5.11    The format of the strategy and its appendices is based on feedback from the Disability Panel and Wider Reference Group that a single document is overall more accessible than separate documents. A single document allows you to navigate between the information more easily and see the flow of the information better. One has the choice of reading the strategy, followed by the priority actions, followed by the appendices, or in fact reading in any order you like.

 

5.12    The appendices provide background and context that give detail, for those who would like it, on how the strategy was produced, what the terminology used means and why it’s being used, and the data that has informed the strategy.

 

 

 

 

 

6.      Conclusion

 

This report summarises the Accessible City Strategy that has been developed by the council. The Accessible City Strategy documents have been attached to the appendices of this report.

 

Based on the rationale outlined above in section 4 we recommend that the Committee approves the strategy.

 

7.      Financial implications

 

7.1       Project management and leadership of the work is being carried out as part of the core business of the Communities, Equalities and Third Sector (CETS) team. A budget of £20,000 has been allocated from the CETS initiatives budget to support the work – principally funding the consultant. Financial implications arising from the strategy’s action plan will be considered by the relevant service as part of their budget management processes and decisions on allocation of funding will be made in line with council’s budget setting process.

 

Name of finance officer consulted: Michael Bentley Date consulted: 25/5/23

 

8. Legal implications

 

8.1       No adverse legal implications arising from this report which is for noting have been identified. The actions outlined are considered to be fully consistent with the council’s powers and duties, in particular under the Equality Act 2010.

 

Name of lawyer consulted: Victoria Simpson      Date consulted 25/5/23

 

9.      Equalities implications

 

9.1       The intention of this work is to address identified disadvantages and lack of access experienced by disabled people who live, work, study in or visit the city. The range of engagement planned with disabled people who share other characteristics in addition to their ethnicity will ensure that perspectives are heard from a wide range of people.

 

9.2       The work is central to the council’s legal duties under the Equality Act 2010 to eliminate discrimination, advance equality of opportunity and foster good relations between communities, as well as to encourage civic engagement by under-represented groups.

 

9.3       This links into the positive duty in the Equality Act to promote opportunities for disabled people, including participation in civic life.
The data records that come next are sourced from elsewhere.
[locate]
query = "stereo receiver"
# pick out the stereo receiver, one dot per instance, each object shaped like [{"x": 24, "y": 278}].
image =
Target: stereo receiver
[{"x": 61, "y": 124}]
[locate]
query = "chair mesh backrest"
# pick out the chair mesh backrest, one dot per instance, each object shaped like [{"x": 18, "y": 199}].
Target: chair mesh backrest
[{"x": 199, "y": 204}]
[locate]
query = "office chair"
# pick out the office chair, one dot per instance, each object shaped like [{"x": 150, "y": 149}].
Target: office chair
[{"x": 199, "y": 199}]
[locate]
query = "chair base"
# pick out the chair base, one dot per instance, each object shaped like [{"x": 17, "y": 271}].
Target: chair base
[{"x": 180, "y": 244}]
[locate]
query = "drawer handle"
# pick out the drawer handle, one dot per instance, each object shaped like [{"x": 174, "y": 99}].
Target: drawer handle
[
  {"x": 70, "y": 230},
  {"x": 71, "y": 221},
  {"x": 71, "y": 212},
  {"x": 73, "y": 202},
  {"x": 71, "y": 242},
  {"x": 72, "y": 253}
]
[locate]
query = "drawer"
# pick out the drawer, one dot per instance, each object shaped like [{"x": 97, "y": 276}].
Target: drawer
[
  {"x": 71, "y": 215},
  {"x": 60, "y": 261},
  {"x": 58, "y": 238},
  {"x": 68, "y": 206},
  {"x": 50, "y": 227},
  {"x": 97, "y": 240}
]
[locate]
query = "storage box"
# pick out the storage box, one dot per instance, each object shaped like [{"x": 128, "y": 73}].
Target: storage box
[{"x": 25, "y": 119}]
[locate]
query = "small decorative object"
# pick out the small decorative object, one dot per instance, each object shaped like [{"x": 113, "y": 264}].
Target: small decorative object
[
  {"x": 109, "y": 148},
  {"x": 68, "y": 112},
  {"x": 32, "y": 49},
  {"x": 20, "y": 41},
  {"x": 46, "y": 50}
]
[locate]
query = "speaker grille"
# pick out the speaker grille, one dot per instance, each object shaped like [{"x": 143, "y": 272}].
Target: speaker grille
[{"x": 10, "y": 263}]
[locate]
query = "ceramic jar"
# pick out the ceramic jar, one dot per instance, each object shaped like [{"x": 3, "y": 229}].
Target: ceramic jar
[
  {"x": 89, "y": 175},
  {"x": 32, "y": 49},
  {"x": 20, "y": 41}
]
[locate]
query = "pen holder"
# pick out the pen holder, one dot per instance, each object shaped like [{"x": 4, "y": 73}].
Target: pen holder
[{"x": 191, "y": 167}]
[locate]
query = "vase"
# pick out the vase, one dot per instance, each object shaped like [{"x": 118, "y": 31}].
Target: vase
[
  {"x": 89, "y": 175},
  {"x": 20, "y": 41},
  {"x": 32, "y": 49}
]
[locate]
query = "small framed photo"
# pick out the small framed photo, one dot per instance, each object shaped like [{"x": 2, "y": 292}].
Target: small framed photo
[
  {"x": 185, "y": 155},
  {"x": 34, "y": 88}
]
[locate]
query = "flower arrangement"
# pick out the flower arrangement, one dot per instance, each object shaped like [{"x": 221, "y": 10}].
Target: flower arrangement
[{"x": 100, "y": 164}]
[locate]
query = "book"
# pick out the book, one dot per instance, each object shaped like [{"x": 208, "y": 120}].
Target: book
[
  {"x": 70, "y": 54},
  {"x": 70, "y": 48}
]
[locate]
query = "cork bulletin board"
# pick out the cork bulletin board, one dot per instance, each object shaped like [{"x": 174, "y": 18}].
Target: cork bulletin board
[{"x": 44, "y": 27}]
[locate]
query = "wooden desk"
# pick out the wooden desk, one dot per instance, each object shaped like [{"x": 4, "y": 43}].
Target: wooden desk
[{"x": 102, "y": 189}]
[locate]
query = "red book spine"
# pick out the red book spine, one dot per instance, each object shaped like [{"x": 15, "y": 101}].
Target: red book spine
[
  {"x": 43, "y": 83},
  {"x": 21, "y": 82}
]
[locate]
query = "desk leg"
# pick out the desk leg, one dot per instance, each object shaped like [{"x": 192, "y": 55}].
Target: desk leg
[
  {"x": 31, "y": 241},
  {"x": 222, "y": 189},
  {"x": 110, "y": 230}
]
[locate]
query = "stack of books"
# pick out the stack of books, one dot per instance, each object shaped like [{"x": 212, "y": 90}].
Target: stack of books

It also links in with and complements other key city council strategies, including but not exclusively, the Brighton and Hove Special Educational Needs and Disability (SEND) Strategy and the Fair and Inclusive Action Plan.

 

9.4       An Equality Impact Assessment has been completed for the Accessible City Strategy and is attached.

 

10.    Sustainability implications

 

10.1    No sustainability implications arise from this report.

 

11.    Other Implications

 

11.1    Social value and procurement implications: There are no direct social value and procurement implications that arise from this report.

 

11.2    Crime and disorder implications: There are no direct crime and disorder implications arising from this report. Implementing this strategy may result in reducing ableism, increasing awareness of hate crime reporting and crimes against disabled people, including those with complex and intersecting lived experiences.

 

11.3    Public Health implications: There are no direct Public Health implications arising from this report. Implementing this strategy may result in increased awareness of disabled people lived experiences, health inequalities and disproportionate impact, intersecting and complex issues faced by disabled people and of disabilities generally.

 

 

Supporting Documentation

 

Appendices and background documents

 

1.     Appendix 1:Brighton and Hove Accessible City Strategy 2023 – 2028 and supporting appendices.